In response to a petition from the Board of Prison Inspectors of Allegheny County, who were concerned with the rising costs of maintaining prisoners at the county jail in increasingly crowded conditions, the state legislature in 1866 authorized the construction of a workhouse in Allegheny County. The Allegheny County Work House and Inebriate Asylum at Claremont (Blawnox) admitted its first inmates in 1869, two years before the buildings and wall were completed. The Work House was officially closed in 1971.
POPULATION RECORDS
Discharge Descriptive Dockets, 1873-1971. A record of prisoners discharged from the Allegheny County Work House. Information includes the prisoner’s name, number and dates received and discharged; age; race (white, mulatto, or black), and gender; date sentenced, crime committed, how discharged (expiration of sentence, commutation, order of the court, escaped, paroled, or died); time served, occupation and amount earned in prison; and remarks. The records are arranged by discharge number.

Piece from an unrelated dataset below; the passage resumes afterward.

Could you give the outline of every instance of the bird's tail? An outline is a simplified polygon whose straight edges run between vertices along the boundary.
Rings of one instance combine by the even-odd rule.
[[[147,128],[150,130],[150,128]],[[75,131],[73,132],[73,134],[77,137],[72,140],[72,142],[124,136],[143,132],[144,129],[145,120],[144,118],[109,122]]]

Escaped Prisoners Books, 1882-1971. A record of prisoners who escaped from the Allegheny County Work House generally providing escapee’s name, time in prison, and offense. For the years 1921-1946 information given also includes prisoner’s age, complexion, color (Negro, white, or black), hair and eye color, height and weight; occupation; marital status; sentence, term and offense; time served in prison; and date escaped. The records are indexed alphabetically by surname of prisoner.
Register to Include All Prisoners Tried and Sentenced to Hard Labor Books, 1869-1971. A documentation of prisoners who were tried by the courts and sentenced to hard labor at the Allegheny County Work House. Information provided includes each prisoner’s name; date received at the prison; age, race, complexion, color of hair and eyes, and height; marital status; parental relations (both parents living or dead at age sixteen or mother or father living or dead at age sixteen); education (whether able to read or write); type of schools attended (public or private); age on leaving school, never went to school, whether attended Sunday school; whether apprenticed; occupation before conviction and during prison term; habits (abstinent, moderate drinker, occasionally intemperate, or intemperate); military service; term of sentence; court and county where tried; number or convictions; how discharged; and remarks.
PRINTED BOOKS AND MANUSCRIPTS
Reports, 1873, 1879-99, 1924. Annual reports of the Allegheny County Work House. Information includes the manager’s report; superintendent’s report, and financial and statistical tables. One of the tables shows the number of colored males and females admitted to the workhouse for the year.